No todas las actividades que realizamos en la vida implican un nivel de valentía tan alto como el periodismo, la investigación, las columnas de opinión y la literatura. Supongo, sin embargo, que los bomberos y, sobre todo, los balleneros (si pensamos en la novela Mobby Dick del gran Melville) son oficios cuyo valor podría superar largamente a los que tienen que ver con la escritura. En cualquier caso creo que en el Ecuador de hoy el peligro que implica la escritura, y por ende la libertad de expresión, es muy alto.

Pensé en titular este artículo “Lo bueno, lo malo y lo feo del 2012”, opción que descarté considerando que –por ser joven, casi un hijo de vecino– carezco de la autoridad jerárquica que requiero para aventurarme en ese juzgamiento. Y por el contrario, elogiar el oficio de escribir me pareció un derecho admisible en el catalogo de cualquier individuo amante de las letras.

De todos modos, con el afán de analizar ese tan perseguido oficio de escribir, me arriesgaré a la valoración del año que se acaba desde la perspectiva de ciertos hechos emblemáticos .

Lo bueno: el lunes 27 de febrero, en un discurso cargado de absurda prepotencia, el presidente cangrejo Rafael Correa “perdonó” a los periodistas Juan Carlos Calderón, Christian Zurita, Emilio Palacio y a los directivos del Diario el Universo, por los agravios que ellos le prodigaran a su honor. El desprestigio internacional y las medidas cautelares de la Comisión Interamericana de Derechos Humanos motivaron –probablemente– el perdón del mandatario después de que se condenara a los periodistas con vergonzosas sentencias emitidas por una Función Judicial de dudable independencia.

Lo malo: De entre todas las malas noticias, probablemente una de las más dolorosas aparece en el libro del periodista Francisco Olivares, “Afiuni. La presa del Comandante” en el cual se revela que la jueza venezolana María Lourdes Afiuni, condenada por el presidente Hugo Chávez Frías en una de sus cadenas televisivas, fue violada en prisión por sus carceleros, quedó embarazada y abortó, así como fue victima de palizas y ataques con armas blancas. Todo eso como castigo por dejar libre a un crítico del gobierno chavista que llevaba 3 años detenido sin juicio. Ahora entiendo, perfectamente, porque la Venezuela de Chávez se salió de la jurisdicción de la Corte Interamericana de Derechos Humanos.

Lo feo: de mis primeros días, cuando entré a la universidad, lo más impresionante fue la sensación de estar en un proceso intenso de aprendizaje.
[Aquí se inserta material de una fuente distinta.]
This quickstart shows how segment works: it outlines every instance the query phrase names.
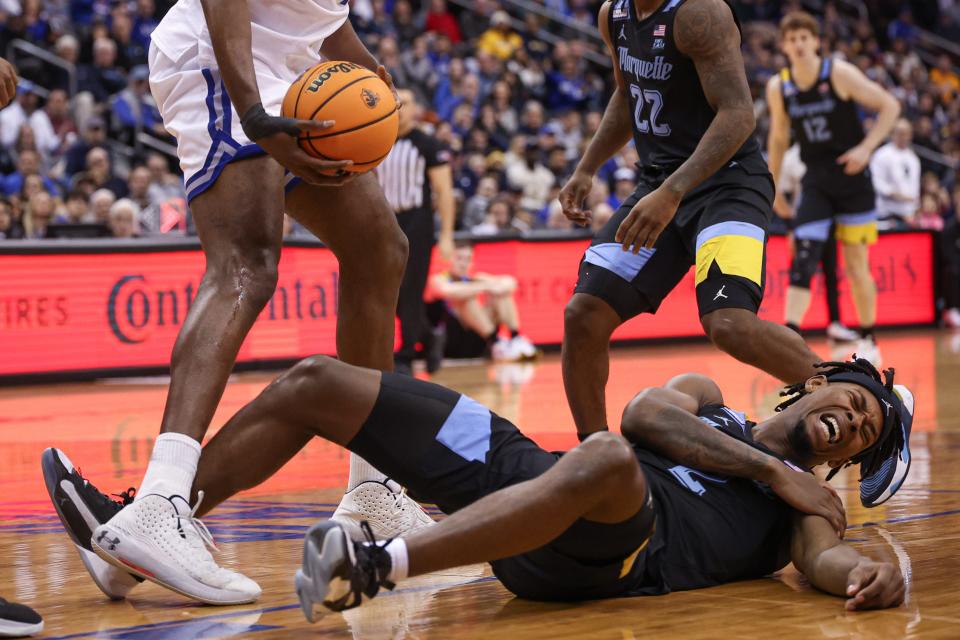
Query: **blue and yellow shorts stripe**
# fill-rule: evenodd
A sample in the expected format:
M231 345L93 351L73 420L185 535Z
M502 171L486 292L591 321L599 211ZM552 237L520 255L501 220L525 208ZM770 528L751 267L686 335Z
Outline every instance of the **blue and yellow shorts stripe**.
M845 244L876 244L877 212L838 215L837 240Z
M763 282L763 250L766 232L741 221L719 222L697 234L696 284L704 282L714 262L727 276Z

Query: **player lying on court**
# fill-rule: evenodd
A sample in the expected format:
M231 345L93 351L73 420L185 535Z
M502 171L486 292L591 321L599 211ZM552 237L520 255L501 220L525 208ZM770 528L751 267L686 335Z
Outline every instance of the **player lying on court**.
M598 433L551 453L455 391L313 357L204 447L194 488L209 511L319 436L452 514L384 545L365 523L368 543L344 524L314 525L296 578L311 620L317 604L348 609L380 586L484 561L519 596L584 600L760 578L792 560L819 589L847 596L848 609L896 606L899 571L841 542L840 499L808 471L859 463L863 504L888 499L909 468L913 396L865 360L822 366L759 424L688 374L637 395L625 437ZM74 540L88 535L108 498L62 453L44 457L48 485L66 489L54 493L60 511L88 514L65 526ZM93 549L123 544L106 531L94 531Z

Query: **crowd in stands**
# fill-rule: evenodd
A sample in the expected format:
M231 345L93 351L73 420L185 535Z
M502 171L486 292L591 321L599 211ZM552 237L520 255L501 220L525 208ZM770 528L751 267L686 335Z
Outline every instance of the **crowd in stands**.
M138 136L171 142L147 82L150 33L169 0L0 0L0 45L25 40L76 65L71 78L37 58L17 58L15 102L0 112L0 237L67 233L190 233L176 161ZM463 9L448 0L351 0L351 21L369 48L428 106L428 127L452 152L458 228L478 234L570 229L556 202L599 126L612 73L596 36L600 2L540 0L563 27L498 0ZM737 0L748 77L766 135L763 87L785 59L776 21L798 2ZM938 228L958 212L958 60L927 65L922 27L956 42L960 8L936 0L868 0L869 18L824 5L824 53L853 61L900 99L923 153L916 211L898 224ZM904 8L906 7L906 8ZM632 191L628 145L598 173L588 206L602 225ZM129 219L133 218L133 223ZM53 228L51 232L51 227ZM78 228L79 229L79 228ZM69 233L68 233L69 235Z

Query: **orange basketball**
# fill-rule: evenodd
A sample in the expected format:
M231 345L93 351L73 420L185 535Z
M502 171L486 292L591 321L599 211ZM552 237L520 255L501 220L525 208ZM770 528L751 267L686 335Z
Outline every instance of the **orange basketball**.
M323 131L304 131L300 147L321 160L353 160L348 171L380 164L397 140L393 92L377 74L353 62L321 62L297 78L281 113L299 120L333 120Z

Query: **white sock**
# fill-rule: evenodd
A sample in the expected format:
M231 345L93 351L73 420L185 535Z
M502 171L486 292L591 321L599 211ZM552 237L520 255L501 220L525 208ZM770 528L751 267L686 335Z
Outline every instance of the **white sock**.
M161 433L153 445L147 473L136 499L156 493L190 501L190 488L200 462L200 443L182 433Z
M355 453L350 454L350 478L347 480L347 491L353 490L361 482L373 480L384 482L387 476L377 471L376 467Z
M401 538L394 538L384 550L390 554L390 573L387 575L387 580L390 582L405 580L410 570L407 543Z

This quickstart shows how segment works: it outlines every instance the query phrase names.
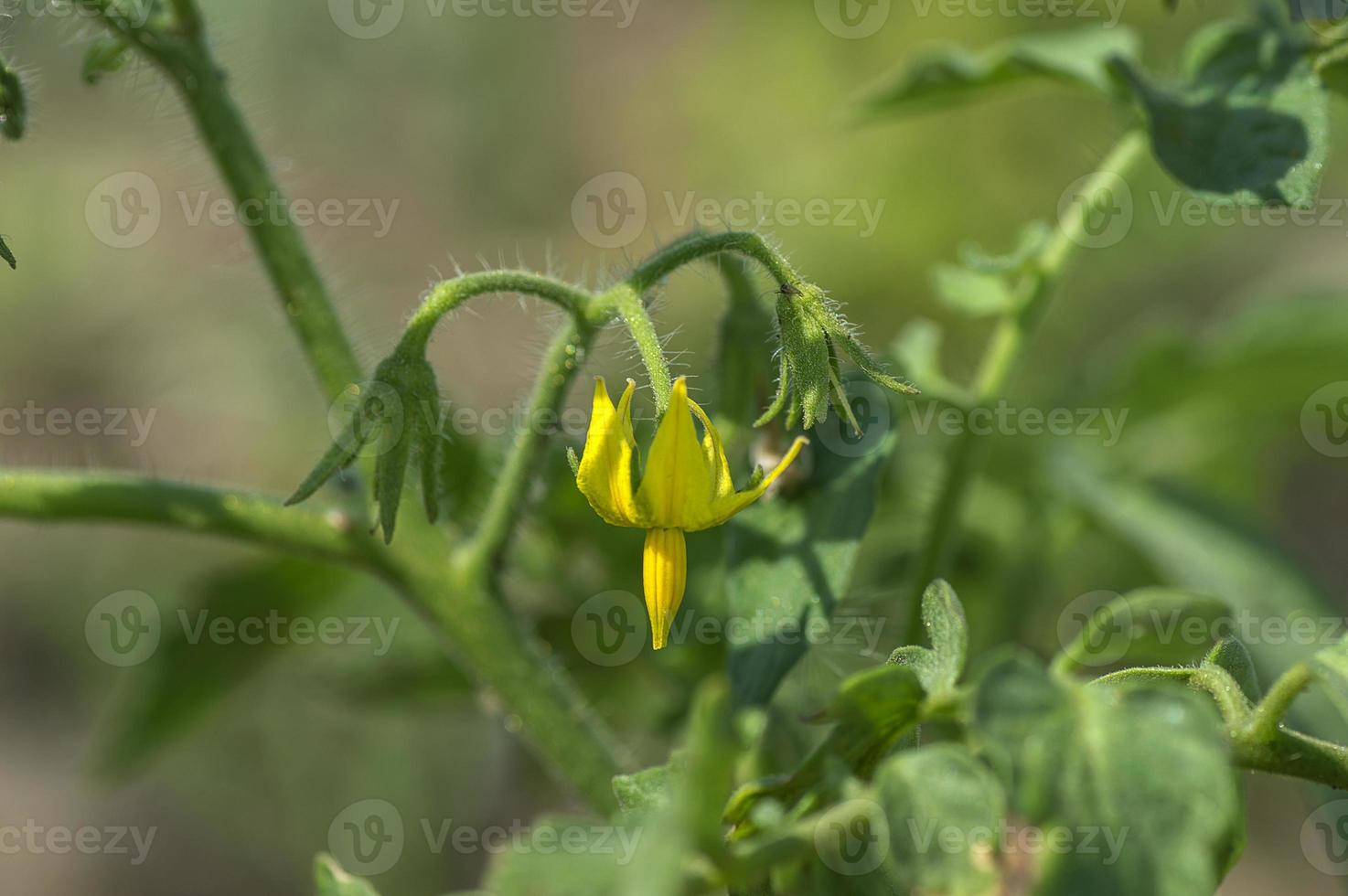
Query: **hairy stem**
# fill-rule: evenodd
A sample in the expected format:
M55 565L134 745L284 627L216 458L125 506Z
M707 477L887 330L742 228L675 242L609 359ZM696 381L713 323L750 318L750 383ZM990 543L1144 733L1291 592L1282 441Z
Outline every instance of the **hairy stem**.
M267 160L244 124L225 85L224 73L201 35L202 22L191 0L175 0L183 36L129 20L115 3L100 0L104 20L160 66L178 86L235 201L236 209L264 209L240 216L253 248L280 298L286 319L329 400L361 380L360 364L318 276L294 221L290 203L276 186Z
M43 523L147 523L220 535L387 574L388 554L342 513L284 508L280 501L117 473L3 473L0 517Z
M1030 335L1062 280L1068 263L1085 243L1082 234L1088 214L1099 207L1104 198L1112 195L1119 178L1144 158L1146 146L1146 136L1140 131L1126 133L1086 182L1077 202L1058 221L1057 229L1039 255L1035 274L1023 299L992 333L973 377L971 410L989 407L1002 397L1007 381L1024 354ZM981 439L973 430L964 427L956 438L952 459L946 465L937 493L931 523L909 583L907 641L914 641L922 631L923 589L931 579L949 573L946 565L958 542L964 497L981 468L983 451L977 445Z
M561 306L578 321L588 319L593 299L589 292L570 283L530 271L465 274L453 280L445 280L430 291L417 313L412 314L412 319L408 321L399 350L418 356L425 354L431 333L441 318L468 299L492 292L532 295Z
M499 566L523 509L528 478L549 435L547 430L555 424L562 402L566 400L566 389L576 379L593 338L593 329L574 321L568 322L553 338L534 384L527 420L515 434L506 465L492 485L487 509L472 540L464 547L466 562L491 569ZM551 418L551 423L545 423L545 415Z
Desde entonces comenzó la admiración profunda que profeso a mis profesores, que de todo lo que me han enseñado lo más importante, creo, es el respeto a las opiniones ajenas y la certeza de que no existe una verdad absoluta (menos absolutista). Fue feo –no encuentro un adjetivo más apropiado– leer hace algún tiempo la falta de generosidad de un catedrático respecto de un alumno que, teniendo el valor de escribir y publicar, pudo haber cometido errores por falta de rigurosidad. Pienso que las correcciones de los profesores son necesarias e importantísimas, de hecho nos son indispensables para aprender, pero el maltrato público desde la jerarquía no es digno de un ambiente universitario plural y mucho menos de quienes, en lugar de Torquemadas, deben ser maestros y guías.

Pienso en el valor de quienes escriben precisamente al finalizar este año en el cual se completan, para la bloguera Yoani Sánchez, 20 denegaciones de permisos de salida del país (del gobierno cubano), así como más detenciones y atentados. Su blog, Generación Y, ha llegado a tener 14 millones de accesos al mes. Esto me dice que hay algo muy oscuro y ciertamente conmovedor en esto de escribir, algo que no nos deja arrepentirnos:  el atrevimiento. ¡Feliz 2013!